Lincoln was born into poverty in a log cabin in Kentucky and was raised on the frontier primarily in Indiana. He was self-educated and became a lawyer, Whig Party leader, Illinois state legislator, and U.S. Congressman from Illinois. In 1849, he returned to his law practice but became vexed by the opening of additional lands to slavery as a result of the Kansas–Nebraska Act. He reentered politics in 1854, becoming a leader in the new Republican Party, and he reached a national audience in the 1858 debates against Stephen Douglas. Lincoln ran for President in 1860, sweeping the North in victory. Pro-slavery elements in the South equated his success with the North's rejection of their right to practice slavery, and southern states began seceding from the Union. To secure its independence, the new Confederate States fired on Fort Sumter, a U.S. fort in the South, and Lincoln called up forces to suppress the rebellion and restore the Union.

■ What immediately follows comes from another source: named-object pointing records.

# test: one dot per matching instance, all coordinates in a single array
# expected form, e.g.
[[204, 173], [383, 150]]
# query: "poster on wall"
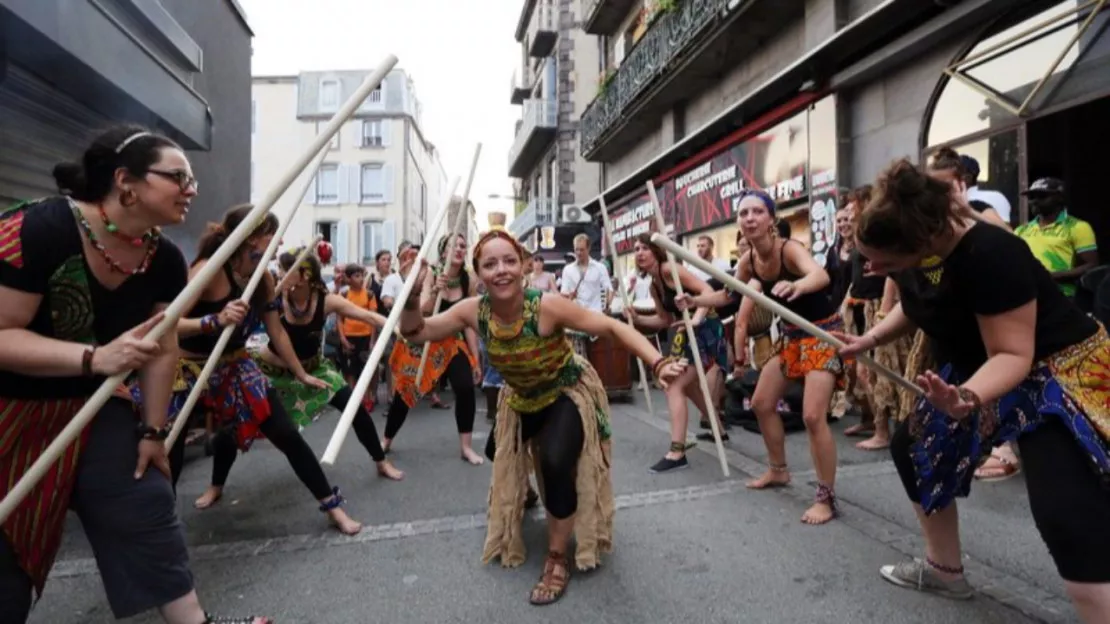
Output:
[[775, 161], [629, 221]]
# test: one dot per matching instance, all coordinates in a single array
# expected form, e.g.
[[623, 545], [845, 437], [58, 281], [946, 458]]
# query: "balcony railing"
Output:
[[672, 34], [541, 211], [536, 131], [604, 17], [543, 30]]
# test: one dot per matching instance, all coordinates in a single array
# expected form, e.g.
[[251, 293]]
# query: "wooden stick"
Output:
[[173, 312], [221, 344], [460, 222], [763, 300], [690, 334], [383, 339], [626, 301]]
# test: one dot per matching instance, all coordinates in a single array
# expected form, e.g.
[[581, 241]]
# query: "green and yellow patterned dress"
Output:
[[536, 371], [303, 402]]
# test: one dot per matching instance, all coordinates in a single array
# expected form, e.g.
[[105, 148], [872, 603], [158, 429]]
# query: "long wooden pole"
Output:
[[460, 223], [690, 334], [383, 339], [213, 361], [173, 312], [625, 300], [786, 313]]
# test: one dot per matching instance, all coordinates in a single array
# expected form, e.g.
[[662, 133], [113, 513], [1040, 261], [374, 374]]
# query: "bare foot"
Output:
[[343, 522], [210, 497], [470, 455], [874, 443], [774, 477], [389, 471], [819, 513]]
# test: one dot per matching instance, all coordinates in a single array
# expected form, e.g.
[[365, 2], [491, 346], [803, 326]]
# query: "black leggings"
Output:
[[462, 382], [281, 431], [561, 436], [225, 450], [1070, 504]]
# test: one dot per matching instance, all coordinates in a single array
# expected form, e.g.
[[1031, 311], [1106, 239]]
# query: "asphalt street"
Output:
[[693, 545]]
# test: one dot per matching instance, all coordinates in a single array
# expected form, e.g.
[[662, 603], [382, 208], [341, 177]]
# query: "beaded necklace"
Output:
[[94, 241], [114, 230]]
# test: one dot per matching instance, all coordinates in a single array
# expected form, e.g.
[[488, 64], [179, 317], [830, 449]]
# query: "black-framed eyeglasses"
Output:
[[183, 180]]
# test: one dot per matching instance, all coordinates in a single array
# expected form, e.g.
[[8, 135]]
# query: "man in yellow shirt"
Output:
[[1065, 244]]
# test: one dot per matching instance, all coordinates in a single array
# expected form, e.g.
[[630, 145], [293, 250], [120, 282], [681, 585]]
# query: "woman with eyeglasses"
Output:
[[83, 278], [784, 270]]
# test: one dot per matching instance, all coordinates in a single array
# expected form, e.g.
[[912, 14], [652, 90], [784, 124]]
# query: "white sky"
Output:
[[461, 60]]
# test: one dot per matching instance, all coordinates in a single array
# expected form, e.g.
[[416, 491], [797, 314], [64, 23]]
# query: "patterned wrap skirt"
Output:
[[800, 353], [1072, 386], [710, 343], [235, 394], [404, 362], [303, 403], [34, 527]]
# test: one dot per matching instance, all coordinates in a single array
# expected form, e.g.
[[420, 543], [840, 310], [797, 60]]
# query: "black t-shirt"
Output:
[[989, 272], [864, 287], [41, 252]]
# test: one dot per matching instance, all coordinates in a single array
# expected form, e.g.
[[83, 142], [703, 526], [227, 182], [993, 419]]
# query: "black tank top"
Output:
[[205, 343], [308, 338], [811, 307]]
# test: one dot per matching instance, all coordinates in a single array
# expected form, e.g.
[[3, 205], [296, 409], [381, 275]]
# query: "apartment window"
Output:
[[329, 96], [373, 133], [328, 183], [375, 237], [373, 183], [335, 140]]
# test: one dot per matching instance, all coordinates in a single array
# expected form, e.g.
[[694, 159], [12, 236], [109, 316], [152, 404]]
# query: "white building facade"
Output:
[[381, 180]]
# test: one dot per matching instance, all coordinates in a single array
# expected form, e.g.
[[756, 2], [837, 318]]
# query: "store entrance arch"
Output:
[[1030, 98]]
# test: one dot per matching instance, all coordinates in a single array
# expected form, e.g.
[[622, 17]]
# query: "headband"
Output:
[[131, 139], [496, 234]]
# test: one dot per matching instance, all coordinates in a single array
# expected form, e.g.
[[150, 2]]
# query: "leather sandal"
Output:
[[552, 582]]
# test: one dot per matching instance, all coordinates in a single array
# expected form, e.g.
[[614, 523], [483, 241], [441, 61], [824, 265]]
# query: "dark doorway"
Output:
[[1071, 146]]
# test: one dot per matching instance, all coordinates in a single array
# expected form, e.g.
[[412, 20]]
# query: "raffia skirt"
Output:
[[514, 461]]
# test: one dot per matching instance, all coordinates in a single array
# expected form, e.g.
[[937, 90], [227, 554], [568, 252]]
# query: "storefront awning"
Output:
[[794, 87], [87, 52]]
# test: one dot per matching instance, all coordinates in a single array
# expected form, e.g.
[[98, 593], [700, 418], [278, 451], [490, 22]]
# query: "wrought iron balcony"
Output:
[[683, 52], [535, 134], [522, 86], [543, 30], [604, 17], [541, 211]]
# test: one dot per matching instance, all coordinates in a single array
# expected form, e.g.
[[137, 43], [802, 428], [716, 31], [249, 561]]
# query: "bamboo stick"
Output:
[[383, 339], [173, 312], [626, 301], [460, 222], [786, 313], [690, 334]]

Lincoln, a moderate Republican, had to navigate a contentious array of factions with friends and opponents from both the Democratic and Republican parties. His allies, the War Democrats and the Radical Republicans, demanded harsh treatment of the Southern Confederates. Anti-war Democrats (called "Copperheads") despised Lincoln, and irreconcilable pro-Confederate elements plotted his assassination. He managed the factions by exploiting their mutual enmity, carefully distributing political patronage, and by appealing to the American people. His Gettysburg Address appealed to nationalistic, republican, egalitarian, libertarian, and democratic sentiments. Lincoln scrutinized the strategy and tactics in the war effort, including the selection of generals and the naval blockade of the South's trade. He suspended habeas corpus in Maryland, and he averted British intervention by defusing the Trent Affair. He engineered the end to slavery with his Emancipation Proclamation, including his order that the Army and Navy liberate, protect, and recruit former slaves. He also encouraged border states to outlaw slavery, and promoted the Thirteenth Amendment to the United States Constitution, which outlawed slavery across the country.
Lincoln managed his own successful re-election campaign. He sought to heal the war-torn nation through reconciliation. On April 14, 1865, just days after the war's end at Appomattox, he was attending a play at Ford's Theatre in Washington, D.C., with his wife Mary when he was fatally shot by Confederate sympathizer John Wilkes Booth. Lincoln is remembered as a martyr and hero of the United States and is often ranked as the greatest president in American history.